Since .NET 2.0 it's been a stable API
Not really. I mean, it is stable in a sense that things don't go away - kinda like AWT is still there in Java. But .NET moves on faster than Java, and every new major release adds brand new APIs, sometimes for the same thing.
To be more specific: .NET 2.0 -> .NET 3.0: added WPF (supersedes WinForms), WCF (supercedes ASP.NET Web Services), and WWF. .NET 3.0 -> .NET 3.5: added LINQ as a feature; and boy it's a big one for someone not familiar with the concept from other languages! Added LINQ to SQL (partially supersedes ADO.NET). .NET 3.5 -> .NET 3.5 SP1: added Entity Framework, which supersedes LINQ to SQL; and WCF Data Services. .NET 3.5 -> .NET 4.0: added DLR (and "dynamic" keyword in C#/VB). Major updates to Entity Framework.
That's without even mentioning ASP.NET MVC (because it's a separate product, not part of .NET) and Silverlight...
You can keep using WinForms into 2011 if you want... but most new .NET projects I've seen use the new stuff, which is not surprising. This has both good and bad parts.
The obvious good part is that the new stuff is usually better - often not right away (WPF was kinda meh when it was first released, though you could clearly see the potential), but eventually it matures. Due to .NET's faster feature cycle, you end up routinely using stuff which Java guys don't even dream of. It's literally 10 lines of C# code for the equivalent 100 lines of Java.
The bad part is that you have to be able to keep up. If you fall behind the technology curve, you end up maintaining some legacy .NET 1.x project somewhere - which will pay the checks, but is usually quite boring as far as work goes. But then this isn't something that your average /. reading nerd would be worrying about, right?
Anyway, it seems that the original question had an explicit "no .NET" request not because the guy has an ax to grind on the technical side, but because he does not want to support Microsoft; i.e. it's purely an ethical issue. And he is certainly fully entitled to that.
From Wikipedia: "Objective-C is a reflective, object-oriented programming language that adds Smalltalk-style messaging to the C programming language. Today, it is used primarily on Apple's Mac OS X and iOS: two environments based on the OpenStep standard, though not compliant with it.[2] Objective-C is the primary language used for Apple's Cocoa API, and it was originally the main language on NeXT's NeXTSTEP OS. Generic Objective-C programs that do not utilize these libraries can also be compiled for any system supported by gcc or Clang."

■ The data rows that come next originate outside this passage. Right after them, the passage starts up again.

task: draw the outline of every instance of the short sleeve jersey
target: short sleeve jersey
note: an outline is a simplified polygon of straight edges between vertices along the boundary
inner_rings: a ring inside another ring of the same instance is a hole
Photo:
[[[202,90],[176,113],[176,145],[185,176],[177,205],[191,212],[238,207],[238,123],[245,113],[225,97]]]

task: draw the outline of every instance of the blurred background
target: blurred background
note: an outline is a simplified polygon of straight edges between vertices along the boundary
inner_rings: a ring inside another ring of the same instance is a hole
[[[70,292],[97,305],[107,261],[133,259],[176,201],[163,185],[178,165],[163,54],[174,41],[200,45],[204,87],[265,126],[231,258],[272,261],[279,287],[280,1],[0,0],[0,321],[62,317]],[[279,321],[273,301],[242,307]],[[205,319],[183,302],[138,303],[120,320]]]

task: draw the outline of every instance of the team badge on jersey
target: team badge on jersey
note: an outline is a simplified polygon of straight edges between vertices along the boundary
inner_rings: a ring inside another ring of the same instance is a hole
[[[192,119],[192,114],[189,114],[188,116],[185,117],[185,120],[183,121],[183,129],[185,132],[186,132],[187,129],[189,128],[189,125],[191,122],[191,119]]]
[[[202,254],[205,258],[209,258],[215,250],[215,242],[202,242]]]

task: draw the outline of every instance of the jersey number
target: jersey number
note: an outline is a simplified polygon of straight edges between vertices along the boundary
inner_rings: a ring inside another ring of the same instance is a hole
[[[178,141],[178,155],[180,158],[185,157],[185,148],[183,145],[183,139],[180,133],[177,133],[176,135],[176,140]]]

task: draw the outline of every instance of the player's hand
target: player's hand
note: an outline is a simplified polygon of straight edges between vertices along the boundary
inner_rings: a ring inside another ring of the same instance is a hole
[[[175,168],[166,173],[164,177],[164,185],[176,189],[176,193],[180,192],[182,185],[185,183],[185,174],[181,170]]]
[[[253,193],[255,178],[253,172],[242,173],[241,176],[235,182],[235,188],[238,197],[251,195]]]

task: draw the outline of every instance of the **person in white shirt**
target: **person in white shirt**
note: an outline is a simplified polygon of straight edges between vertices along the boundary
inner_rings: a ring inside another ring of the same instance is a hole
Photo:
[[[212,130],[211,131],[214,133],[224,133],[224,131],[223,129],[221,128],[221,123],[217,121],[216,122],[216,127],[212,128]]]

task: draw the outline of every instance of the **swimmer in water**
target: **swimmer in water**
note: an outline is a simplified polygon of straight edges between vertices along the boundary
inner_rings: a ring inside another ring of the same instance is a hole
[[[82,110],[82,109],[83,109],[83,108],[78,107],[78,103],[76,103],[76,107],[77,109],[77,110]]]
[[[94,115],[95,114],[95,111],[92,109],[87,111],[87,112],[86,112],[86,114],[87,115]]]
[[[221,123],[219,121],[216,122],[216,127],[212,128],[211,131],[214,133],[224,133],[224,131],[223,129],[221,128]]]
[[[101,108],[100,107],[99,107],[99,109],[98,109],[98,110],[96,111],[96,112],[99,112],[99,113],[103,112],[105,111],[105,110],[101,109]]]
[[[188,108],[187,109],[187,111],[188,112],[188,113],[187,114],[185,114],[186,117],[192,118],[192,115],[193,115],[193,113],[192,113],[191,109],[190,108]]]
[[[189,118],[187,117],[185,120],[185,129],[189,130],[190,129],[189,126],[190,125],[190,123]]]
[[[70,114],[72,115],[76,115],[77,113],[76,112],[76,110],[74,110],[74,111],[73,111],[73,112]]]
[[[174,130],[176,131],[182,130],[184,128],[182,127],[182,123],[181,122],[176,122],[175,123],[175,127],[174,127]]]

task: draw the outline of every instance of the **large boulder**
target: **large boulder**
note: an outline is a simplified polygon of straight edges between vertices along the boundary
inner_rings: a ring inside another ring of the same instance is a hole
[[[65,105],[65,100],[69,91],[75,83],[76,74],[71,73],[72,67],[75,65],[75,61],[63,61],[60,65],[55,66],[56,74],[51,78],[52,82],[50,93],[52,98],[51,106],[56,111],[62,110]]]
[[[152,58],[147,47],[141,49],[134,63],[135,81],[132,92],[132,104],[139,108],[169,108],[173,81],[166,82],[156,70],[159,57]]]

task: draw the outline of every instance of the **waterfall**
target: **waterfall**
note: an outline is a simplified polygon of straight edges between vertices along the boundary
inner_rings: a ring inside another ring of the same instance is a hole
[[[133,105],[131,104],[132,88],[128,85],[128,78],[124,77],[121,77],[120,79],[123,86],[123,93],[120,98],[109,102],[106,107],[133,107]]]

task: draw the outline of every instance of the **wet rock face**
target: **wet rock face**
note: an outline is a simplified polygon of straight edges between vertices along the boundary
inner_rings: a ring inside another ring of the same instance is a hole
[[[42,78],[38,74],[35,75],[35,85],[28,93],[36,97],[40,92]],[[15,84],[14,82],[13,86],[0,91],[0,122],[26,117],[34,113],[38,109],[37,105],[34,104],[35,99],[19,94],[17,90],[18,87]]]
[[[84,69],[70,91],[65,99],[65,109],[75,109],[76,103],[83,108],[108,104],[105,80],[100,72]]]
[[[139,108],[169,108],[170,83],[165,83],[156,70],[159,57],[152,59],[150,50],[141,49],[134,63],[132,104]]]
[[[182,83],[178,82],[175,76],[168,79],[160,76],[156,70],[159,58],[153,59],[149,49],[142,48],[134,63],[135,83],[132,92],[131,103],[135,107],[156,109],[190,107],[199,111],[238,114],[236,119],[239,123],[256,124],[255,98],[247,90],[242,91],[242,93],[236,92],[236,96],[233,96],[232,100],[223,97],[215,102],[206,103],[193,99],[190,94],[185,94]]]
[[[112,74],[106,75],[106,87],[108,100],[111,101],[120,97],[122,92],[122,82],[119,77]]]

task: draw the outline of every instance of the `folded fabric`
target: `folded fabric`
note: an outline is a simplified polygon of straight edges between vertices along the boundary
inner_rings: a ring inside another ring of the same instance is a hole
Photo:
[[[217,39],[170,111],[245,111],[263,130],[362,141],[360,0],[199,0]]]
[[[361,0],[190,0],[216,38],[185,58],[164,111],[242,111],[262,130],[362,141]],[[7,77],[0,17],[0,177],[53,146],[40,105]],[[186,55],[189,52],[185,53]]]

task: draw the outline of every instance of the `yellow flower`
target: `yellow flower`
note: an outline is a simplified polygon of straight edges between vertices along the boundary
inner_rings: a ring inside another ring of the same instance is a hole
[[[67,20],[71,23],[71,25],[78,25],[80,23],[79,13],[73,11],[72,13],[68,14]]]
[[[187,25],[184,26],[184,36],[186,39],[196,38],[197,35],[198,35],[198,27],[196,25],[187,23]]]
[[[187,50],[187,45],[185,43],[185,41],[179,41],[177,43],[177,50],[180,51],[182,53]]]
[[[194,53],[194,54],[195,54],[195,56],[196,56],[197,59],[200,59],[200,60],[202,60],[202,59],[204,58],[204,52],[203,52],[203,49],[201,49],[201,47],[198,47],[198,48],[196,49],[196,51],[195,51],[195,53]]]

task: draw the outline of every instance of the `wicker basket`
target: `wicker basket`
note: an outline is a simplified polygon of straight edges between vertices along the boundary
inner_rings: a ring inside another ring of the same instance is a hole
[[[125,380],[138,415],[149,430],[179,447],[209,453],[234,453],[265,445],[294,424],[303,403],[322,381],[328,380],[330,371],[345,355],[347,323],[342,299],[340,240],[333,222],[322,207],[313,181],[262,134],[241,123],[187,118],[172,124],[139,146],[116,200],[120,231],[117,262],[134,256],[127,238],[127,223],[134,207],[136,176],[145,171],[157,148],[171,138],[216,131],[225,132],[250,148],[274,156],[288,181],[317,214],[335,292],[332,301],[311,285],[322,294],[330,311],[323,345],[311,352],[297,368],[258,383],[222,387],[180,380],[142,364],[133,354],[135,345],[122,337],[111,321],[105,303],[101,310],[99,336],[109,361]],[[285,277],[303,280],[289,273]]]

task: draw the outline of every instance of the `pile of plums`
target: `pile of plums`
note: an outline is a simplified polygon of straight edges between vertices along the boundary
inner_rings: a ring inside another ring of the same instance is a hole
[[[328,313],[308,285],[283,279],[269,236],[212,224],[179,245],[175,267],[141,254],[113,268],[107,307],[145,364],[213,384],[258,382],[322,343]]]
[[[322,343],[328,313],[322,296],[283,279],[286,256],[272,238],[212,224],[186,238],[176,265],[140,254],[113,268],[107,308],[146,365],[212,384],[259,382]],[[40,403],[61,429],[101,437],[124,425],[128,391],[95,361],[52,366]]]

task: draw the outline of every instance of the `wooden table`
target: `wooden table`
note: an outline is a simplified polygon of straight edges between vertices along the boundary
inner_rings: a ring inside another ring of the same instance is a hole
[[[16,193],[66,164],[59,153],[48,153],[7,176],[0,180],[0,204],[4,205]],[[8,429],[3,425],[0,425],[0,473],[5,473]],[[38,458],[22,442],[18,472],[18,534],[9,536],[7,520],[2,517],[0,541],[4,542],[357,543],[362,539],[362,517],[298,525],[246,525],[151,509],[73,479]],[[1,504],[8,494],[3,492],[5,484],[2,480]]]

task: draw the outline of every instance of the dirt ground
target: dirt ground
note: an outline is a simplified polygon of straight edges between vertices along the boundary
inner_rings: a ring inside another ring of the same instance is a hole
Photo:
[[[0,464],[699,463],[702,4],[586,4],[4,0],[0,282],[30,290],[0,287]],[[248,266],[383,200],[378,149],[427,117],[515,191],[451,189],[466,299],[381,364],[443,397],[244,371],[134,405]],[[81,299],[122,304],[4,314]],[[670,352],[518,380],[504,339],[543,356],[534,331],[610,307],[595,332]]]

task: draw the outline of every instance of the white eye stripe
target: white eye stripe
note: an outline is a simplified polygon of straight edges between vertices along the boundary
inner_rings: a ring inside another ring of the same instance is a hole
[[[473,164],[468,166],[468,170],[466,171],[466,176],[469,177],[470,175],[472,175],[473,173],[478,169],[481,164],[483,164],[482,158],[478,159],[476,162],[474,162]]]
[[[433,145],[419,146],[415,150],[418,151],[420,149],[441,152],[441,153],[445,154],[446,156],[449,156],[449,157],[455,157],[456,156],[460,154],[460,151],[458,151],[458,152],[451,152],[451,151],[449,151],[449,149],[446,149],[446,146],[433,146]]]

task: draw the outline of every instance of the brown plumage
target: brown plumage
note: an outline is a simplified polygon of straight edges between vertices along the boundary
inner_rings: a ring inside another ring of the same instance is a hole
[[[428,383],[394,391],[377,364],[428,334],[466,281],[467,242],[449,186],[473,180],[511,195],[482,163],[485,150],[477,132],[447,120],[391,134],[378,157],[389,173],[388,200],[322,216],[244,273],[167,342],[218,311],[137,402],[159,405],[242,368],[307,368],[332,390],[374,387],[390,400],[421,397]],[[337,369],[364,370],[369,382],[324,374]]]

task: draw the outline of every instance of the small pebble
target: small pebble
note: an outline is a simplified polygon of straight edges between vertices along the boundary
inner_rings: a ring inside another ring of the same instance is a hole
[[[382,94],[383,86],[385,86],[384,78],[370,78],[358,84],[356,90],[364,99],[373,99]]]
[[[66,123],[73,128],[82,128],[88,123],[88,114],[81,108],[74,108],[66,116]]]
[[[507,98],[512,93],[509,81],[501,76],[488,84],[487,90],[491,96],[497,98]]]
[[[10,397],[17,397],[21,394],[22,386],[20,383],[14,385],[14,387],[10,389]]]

http://www.rootstrikers.org/
Begging for a job from a big corp is NOT the only option.
It is not even a good option. It may seem like big corps run the economy but they do not! small business is bigger than big business.
More than half of working americans work for small businesses and I would bet that they are the happier half.
Don't settle for a job you hate, working for a faceless corp that doesn't give a sh*t about your welfare. If nobody offers you a job then make one for yourself.